Aim of Study: This study explored the experiences of critical care nurses and physicians with advance directives (ADs) in an intensive care unit (ICU) to identify the benefits and limitations of ADs and recommendations for improvement.

 

Methods, Setting, and Subjects: This descriptive study, obtained by ethnographic means, was implemented in a 22-bed adult medical-surgical ICU in a large community hospital in the Midwestern United States. Subjects included 14 critical care nurses, 7 attending, and 3 fellow critical care physicians. Subjects were interviewed informally and formally. Patient medical records were reviewed for ADs.

 

Results and Conclusions: Results supported numerous problems with ADs described previously and identified additional problems, including inability of ADs to prevent unwanted aggressive treatments outside of health care facilities, and patient reluctance to share ADs for fear of physicians "throwing in the towel" too early.
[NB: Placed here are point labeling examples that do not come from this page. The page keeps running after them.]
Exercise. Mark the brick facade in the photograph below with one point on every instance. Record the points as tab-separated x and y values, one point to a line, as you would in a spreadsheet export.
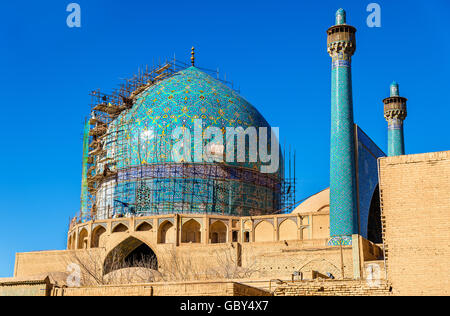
415	198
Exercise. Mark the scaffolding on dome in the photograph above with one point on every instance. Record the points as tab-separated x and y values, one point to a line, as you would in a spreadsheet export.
113	189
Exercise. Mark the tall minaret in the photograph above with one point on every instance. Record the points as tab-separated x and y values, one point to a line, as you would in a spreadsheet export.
395	114
343	196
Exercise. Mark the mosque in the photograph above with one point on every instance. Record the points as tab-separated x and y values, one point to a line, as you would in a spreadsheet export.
142	209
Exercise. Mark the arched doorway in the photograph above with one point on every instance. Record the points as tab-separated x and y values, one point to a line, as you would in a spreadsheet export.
166	233
130	253
264	232
144	227
83	239
191	232
218	233
374	230
96	236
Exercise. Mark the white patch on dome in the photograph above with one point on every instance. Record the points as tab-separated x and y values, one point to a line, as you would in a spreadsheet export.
147	135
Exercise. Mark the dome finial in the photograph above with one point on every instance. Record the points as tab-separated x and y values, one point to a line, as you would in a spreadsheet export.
395	91
341	17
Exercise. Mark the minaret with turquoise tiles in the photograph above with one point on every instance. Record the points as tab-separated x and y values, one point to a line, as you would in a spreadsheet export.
395	113
343	194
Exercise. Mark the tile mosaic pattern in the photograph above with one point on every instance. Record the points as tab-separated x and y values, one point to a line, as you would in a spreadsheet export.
341	240
396	142
368	153
343	201
149	182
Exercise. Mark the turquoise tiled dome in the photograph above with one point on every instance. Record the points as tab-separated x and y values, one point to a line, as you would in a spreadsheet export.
177	101
139	148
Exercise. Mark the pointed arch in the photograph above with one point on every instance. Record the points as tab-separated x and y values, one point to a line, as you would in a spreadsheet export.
144	227
288	230
83	239
97	236
218	232
191	232
264	232
120	228
131	252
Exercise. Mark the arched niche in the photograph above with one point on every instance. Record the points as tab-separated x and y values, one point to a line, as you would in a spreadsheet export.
191	232
166	233
288	230
130	253
97	235
218	232
264	232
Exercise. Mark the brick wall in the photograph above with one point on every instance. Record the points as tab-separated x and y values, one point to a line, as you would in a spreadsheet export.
211	288
332	288
415	198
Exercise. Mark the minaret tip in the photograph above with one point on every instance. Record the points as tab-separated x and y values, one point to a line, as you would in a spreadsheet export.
341	17
395	91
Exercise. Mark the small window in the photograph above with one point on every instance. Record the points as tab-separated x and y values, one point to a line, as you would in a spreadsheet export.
235	236
247	237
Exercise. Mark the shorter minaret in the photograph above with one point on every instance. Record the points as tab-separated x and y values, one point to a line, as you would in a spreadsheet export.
395	113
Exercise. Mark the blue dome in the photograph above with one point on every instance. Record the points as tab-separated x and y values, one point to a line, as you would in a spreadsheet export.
148	181
175	102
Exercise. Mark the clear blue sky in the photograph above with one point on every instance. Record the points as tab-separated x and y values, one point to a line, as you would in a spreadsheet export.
274	50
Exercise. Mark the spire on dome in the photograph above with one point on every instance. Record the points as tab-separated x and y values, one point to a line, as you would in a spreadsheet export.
340	17
395	91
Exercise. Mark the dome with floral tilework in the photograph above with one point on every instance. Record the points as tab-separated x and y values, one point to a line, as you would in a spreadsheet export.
148	181
175	102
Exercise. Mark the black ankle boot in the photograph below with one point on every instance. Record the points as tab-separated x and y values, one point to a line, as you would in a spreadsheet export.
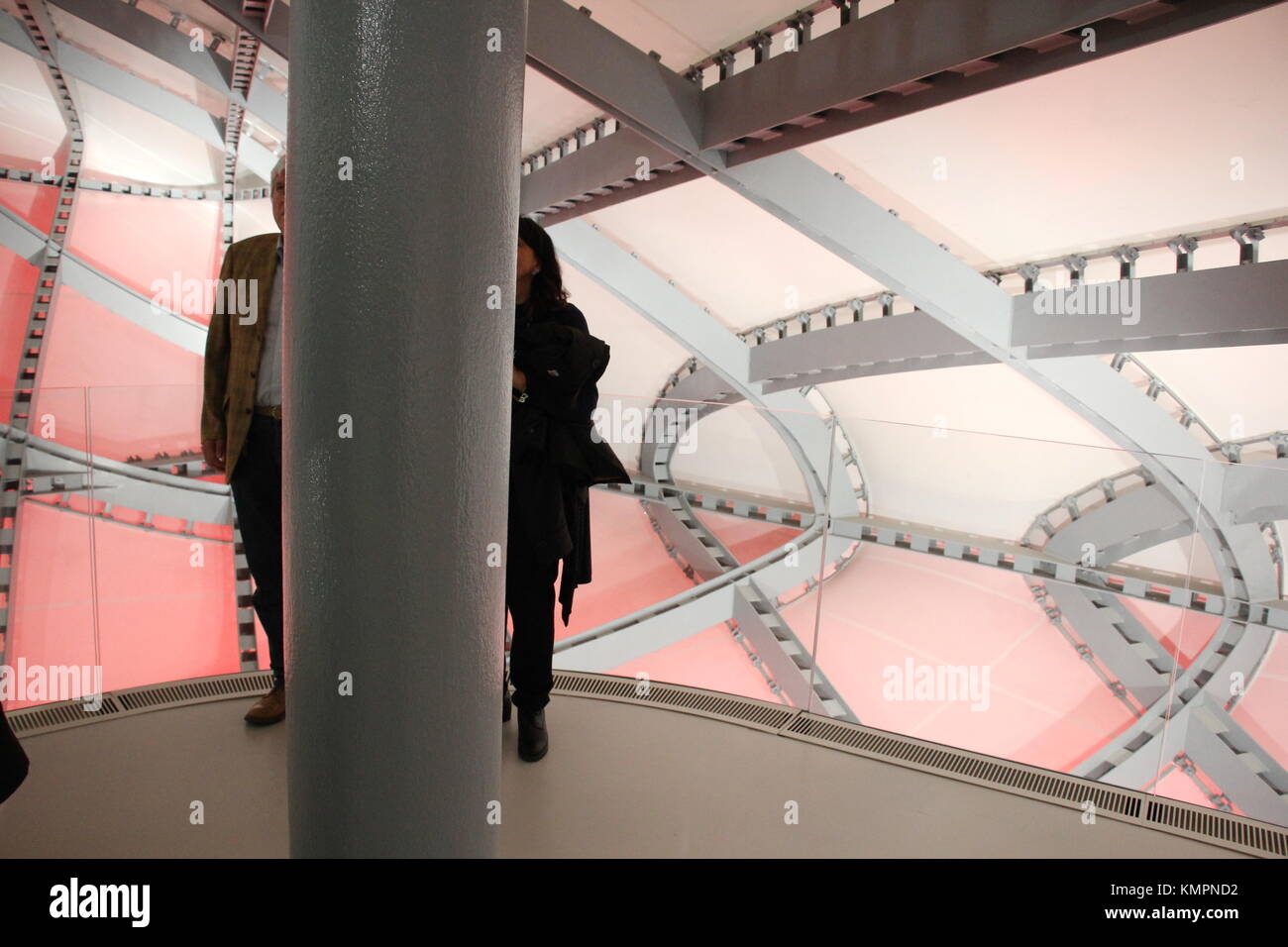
533	740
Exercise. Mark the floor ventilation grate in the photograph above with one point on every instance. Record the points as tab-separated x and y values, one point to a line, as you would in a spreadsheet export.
1129	805
27	722
1111	801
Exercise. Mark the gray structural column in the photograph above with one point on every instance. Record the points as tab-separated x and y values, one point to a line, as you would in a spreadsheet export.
398	346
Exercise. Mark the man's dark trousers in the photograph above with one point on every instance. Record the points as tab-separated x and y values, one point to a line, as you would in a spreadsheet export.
529	594
257	487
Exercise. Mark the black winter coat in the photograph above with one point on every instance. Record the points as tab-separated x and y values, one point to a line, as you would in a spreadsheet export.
13	761
554	459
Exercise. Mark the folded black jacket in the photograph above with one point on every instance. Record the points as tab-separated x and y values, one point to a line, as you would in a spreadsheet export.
554	458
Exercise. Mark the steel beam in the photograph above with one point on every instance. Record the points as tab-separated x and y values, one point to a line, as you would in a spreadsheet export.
149	34
1210	308
188	334
889	64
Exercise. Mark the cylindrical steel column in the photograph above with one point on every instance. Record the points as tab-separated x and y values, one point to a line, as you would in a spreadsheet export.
400	227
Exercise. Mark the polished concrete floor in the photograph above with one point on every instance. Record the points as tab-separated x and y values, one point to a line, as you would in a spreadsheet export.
618	781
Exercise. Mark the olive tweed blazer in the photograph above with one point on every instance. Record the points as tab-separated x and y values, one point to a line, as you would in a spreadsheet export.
233	348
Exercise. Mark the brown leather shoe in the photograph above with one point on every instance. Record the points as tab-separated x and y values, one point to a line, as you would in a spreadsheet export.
268	709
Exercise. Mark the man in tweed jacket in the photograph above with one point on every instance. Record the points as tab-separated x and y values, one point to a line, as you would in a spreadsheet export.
241	421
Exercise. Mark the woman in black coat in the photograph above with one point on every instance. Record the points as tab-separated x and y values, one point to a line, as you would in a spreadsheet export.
554	460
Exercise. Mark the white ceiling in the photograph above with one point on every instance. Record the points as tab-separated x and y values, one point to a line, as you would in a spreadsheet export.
1129	147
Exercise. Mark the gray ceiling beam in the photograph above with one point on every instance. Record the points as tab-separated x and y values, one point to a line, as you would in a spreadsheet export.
56	468
1210	308
22	239
614	158
845	78
142	94
1247	774
273	31
153	37
596	64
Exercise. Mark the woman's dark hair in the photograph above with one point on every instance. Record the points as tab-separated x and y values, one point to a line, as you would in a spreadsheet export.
546	291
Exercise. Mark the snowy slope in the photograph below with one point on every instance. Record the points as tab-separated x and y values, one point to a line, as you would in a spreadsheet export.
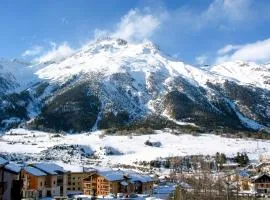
245	72
127	81
24	143
18	73
112	56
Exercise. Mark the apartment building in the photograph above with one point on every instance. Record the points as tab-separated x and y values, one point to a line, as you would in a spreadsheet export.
113	182
44	180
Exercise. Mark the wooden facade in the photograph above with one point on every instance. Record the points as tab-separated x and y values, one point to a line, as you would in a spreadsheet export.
97	184
262	184
38	183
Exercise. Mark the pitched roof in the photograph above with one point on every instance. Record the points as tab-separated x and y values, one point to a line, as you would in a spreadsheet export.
117	175
34	171
3	161
254	178
134	176
49	168
13	168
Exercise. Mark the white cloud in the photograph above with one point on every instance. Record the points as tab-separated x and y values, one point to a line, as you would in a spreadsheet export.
56	53
137	25
230	10
228	48
258	51
201	59
35	50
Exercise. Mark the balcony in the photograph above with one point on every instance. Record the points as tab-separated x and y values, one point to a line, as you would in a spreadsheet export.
3	186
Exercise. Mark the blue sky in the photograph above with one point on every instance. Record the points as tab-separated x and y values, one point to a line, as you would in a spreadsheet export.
195	31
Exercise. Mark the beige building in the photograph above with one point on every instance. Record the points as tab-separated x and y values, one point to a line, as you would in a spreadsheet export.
113	182
10	182
261	183
44	180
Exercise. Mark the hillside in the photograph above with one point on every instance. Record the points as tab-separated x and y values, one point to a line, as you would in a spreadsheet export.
112	83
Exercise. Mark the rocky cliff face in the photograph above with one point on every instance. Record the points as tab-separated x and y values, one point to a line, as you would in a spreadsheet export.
112	83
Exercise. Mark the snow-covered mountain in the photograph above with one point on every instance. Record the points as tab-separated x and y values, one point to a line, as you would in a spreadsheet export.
113	83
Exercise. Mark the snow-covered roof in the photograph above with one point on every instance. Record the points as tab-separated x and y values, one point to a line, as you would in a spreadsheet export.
34	171
13	167
118	175
3	161
259	176
112	175
49	168
134	176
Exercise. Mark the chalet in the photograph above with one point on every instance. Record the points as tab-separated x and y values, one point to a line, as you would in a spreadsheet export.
263	167
113	182
43	180
10	184
261	183
75	180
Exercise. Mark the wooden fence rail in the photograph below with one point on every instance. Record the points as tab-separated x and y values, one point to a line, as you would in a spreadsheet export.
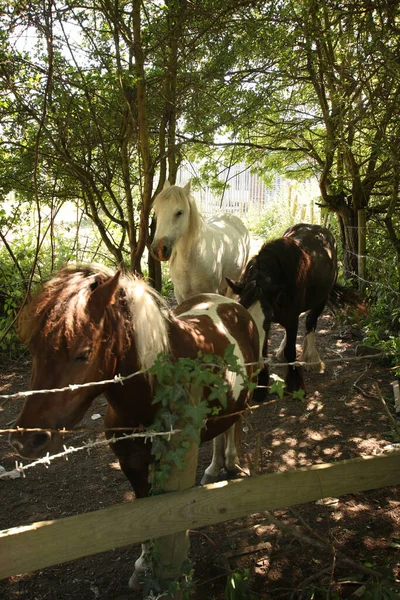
46	543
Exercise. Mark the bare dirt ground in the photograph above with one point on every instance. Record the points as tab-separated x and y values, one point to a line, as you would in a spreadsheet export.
341	418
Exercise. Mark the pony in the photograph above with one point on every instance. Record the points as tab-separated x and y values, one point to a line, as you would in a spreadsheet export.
201	253
89	324
290	275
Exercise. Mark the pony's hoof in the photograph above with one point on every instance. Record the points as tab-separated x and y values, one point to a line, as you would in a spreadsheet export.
134	582
229	474
208	479
316	367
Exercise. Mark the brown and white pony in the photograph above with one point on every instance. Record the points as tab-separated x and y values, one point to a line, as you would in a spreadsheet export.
89	324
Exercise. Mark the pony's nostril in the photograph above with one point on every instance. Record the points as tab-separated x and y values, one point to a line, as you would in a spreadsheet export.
16	444
40	440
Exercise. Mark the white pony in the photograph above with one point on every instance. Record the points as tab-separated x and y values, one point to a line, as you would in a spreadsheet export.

Although most subjects described ADs as "useless," one helpful aspect was using ADs to shift perceptions of responsibility for end-of-life decision making and outcomes from the family/providers to the patient by reframing "pulling the plug" to "honoring patient wishes." Recommendations are described, including evolving the current emphasis of increasing completion of ADs to encourage patient-family discussions focused on quality of life to increase the likelihood of discussions occurring.